Advertisement

Scola's late heroics guide Suns past Lakers

PHOENIX -- Suns fans at US Airways Center were delirious when his rare 3-pointer popped through the net to ice the game, but forward Luis Scola knew another audience that would be even happier.

"My kids always ask me to make a 3 and I never do," Scola said. "They weren't here tonight, but I have to get a tape. Tomorrow I'll show them and they'll be really excited."

Scola should get a tape of the entire fourth quarter, when he outscored and outrebounded the Los Angeles Lakers -- yes, the entire team -- and helped the Suns snap an ugly four-game losing streak with a 99-76 win Monday night.

Scola had all 14 of his points and eight rebounds in the final 12 minutes while the Lakers mustered 10 points and seven rebounds with Kobe Bryant in street clothes nursing his sore ankle. Scola had nine points during a 16-4 Suns run to open the fourth quarter, and his 26-footer off a broken play with the shot clock winding down made it 92-75 with 3:38 left.

The Lakers, who shot 33 percent from the floor and missed 17 of 22 3-pointers, fell to 5-9 in the second half of back-to-back games this season and have failed to sweep any of them in 14 tries.

Dwight Howard had 11 points and six rebounds in the first quarter but managed only five points and five rebounds the rest of the way as the Suns mixed and matched veteran Jermaine O'Neal, 7-foot-2 Iranian Hamed Haddadi and the 6-9 Scola on him defensively.

"We missed a lot of shots and they made a lot of shots, but we were a step slow tonight," Howard said. "They spaced the floor with Scola and I was in the pick-and-rolls a lot and Scola's not going to miss a lot of 15-footers. And then he throws in a running 3. Then they put Hadaddi in, who's like 7-5, and Jermaine ... they were all battling hard."

Lakers guard Steve Nash had 19 points but was 6 of 17 from the floor and lost for the second time as many games back in Phoenix this season.

"We just hit the wall," Nash said. "The ninth game in 14 days in seven cities and you could just kind of see the wheels come off with guys getting injured (Bryant, Pau Gasol) and playing a seven-man rotation caught up to us a little bit."

Scola played only eight minutes in the first three quarters before taking the Lakers apart in the fourth.

"He let us coaches know that we really don't know what we are doing and to leave him out there on Dwight," Suns coach Lindsey Hunter said. "He was tremendous. You can never measure a guy's heart and he showed it tonight."

Wesley Johnson finished with 14 points and Jared Dudley had 13 as the Suns, who had lost their last four games by a combined 85 points, beat the Lakers at home for the fourth straight time. Phoenix had six players, including four reserves, score in double figures.
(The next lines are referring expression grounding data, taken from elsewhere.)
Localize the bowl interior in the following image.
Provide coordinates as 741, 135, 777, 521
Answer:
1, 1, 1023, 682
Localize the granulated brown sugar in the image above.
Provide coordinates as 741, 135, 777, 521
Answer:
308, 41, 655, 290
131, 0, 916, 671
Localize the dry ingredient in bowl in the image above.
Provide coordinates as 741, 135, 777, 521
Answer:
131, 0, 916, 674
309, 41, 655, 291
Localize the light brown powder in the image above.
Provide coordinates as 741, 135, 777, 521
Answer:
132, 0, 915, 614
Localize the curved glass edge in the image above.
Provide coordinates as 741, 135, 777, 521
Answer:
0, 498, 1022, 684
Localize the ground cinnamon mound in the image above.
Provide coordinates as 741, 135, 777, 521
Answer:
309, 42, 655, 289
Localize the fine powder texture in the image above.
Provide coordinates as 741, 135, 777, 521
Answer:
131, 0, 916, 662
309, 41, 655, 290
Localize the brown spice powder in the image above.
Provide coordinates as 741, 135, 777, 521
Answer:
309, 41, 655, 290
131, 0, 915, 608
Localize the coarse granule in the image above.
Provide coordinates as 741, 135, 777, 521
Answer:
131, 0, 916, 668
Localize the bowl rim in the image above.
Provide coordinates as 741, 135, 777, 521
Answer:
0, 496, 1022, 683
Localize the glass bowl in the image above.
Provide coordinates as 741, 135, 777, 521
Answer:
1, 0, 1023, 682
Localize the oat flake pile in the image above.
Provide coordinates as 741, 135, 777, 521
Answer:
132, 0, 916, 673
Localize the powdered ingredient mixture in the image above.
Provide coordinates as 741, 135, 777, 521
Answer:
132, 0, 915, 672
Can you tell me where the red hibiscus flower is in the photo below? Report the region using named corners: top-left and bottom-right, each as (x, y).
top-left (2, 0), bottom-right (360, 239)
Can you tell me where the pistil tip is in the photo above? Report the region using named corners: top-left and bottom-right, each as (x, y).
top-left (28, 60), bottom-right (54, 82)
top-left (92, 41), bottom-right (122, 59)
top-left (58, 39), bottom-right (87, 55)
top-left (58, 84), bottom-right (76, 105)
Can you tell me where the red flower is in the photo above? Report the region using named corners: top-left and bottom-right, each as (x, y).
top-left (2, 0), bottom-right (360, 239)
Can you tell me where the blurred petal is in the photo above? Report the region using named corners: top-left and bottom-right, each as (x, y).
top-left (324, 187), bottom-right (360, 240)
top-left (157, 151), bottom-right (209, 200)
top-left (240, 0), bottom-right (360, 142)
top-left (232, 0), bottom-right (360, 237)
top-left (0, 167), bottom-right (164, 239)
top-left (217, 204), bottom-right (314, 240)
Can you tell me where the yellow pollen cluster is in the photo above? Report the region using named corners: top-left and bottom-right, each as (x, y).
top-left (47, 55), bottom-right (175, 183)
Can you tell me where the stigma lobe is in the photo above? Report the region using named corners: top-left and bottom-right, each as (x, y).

The Lakers scored the fewest points by a Suns opponent all season, and a team that had won eight of its past 10 games and beaten Utah and Sacramento without Bryant took a step backward. The Suns have held 72 opponents to fewer than 80 points in franchise history and are 71-1 in those games. The Lakers have scored fewer than 90 only twice in their last 54 games -- both times in the past six weeks to the Suns in Phoenix.

"We didn't shoot well, we didn't take care of the ball (18 turnovers) and we got beat," Lakers coach Mike D'Antoni said. "If you don't have Kobe, it's harder. If you don't have Pau, it's harder. But there's no excuse. They had more athleticism, more energy and more legs than we didn't."

The Suns expanded a three-point halftime lead with an 11-2 run late in the fourth quarter. Johnson hit a 3-pointer before Goran Dragic (12 points, 10 assists) took over, firing a pass between the legs of Nash for a Dudley layup before finding Markeiff Morris for a dunk and a 69-58 lead with 3:19 to go.

But LA's Antawn Jamison followed a Steve Blake 3-pointer with his first basket of the game, a 3-pointer, to cut Phoenix's lead to 71-66 after three quarters. That's when Scola took over and finished off the Lakers.

NOTES: Bryant has four days to rest before the Lakers host the Washington Wizards at Staples Center. That is their only game until they play the Golden State Warriors in Oakland next Monday. ... Phoenix's Michael Beasley came in averaging 19.7 points in three games against the Lakers, his highest average against any opponent he has faced more than once this year. Take away those three games and his 10.3-point season average sinks a point to 9.3. Beasley had 10 points on 5-of-13 shooting from the field. ... After starting the Morris twins the previous six games, Hunter replaced Marcus Morris, who did not play in the game, with P.J. Tucker on Monday.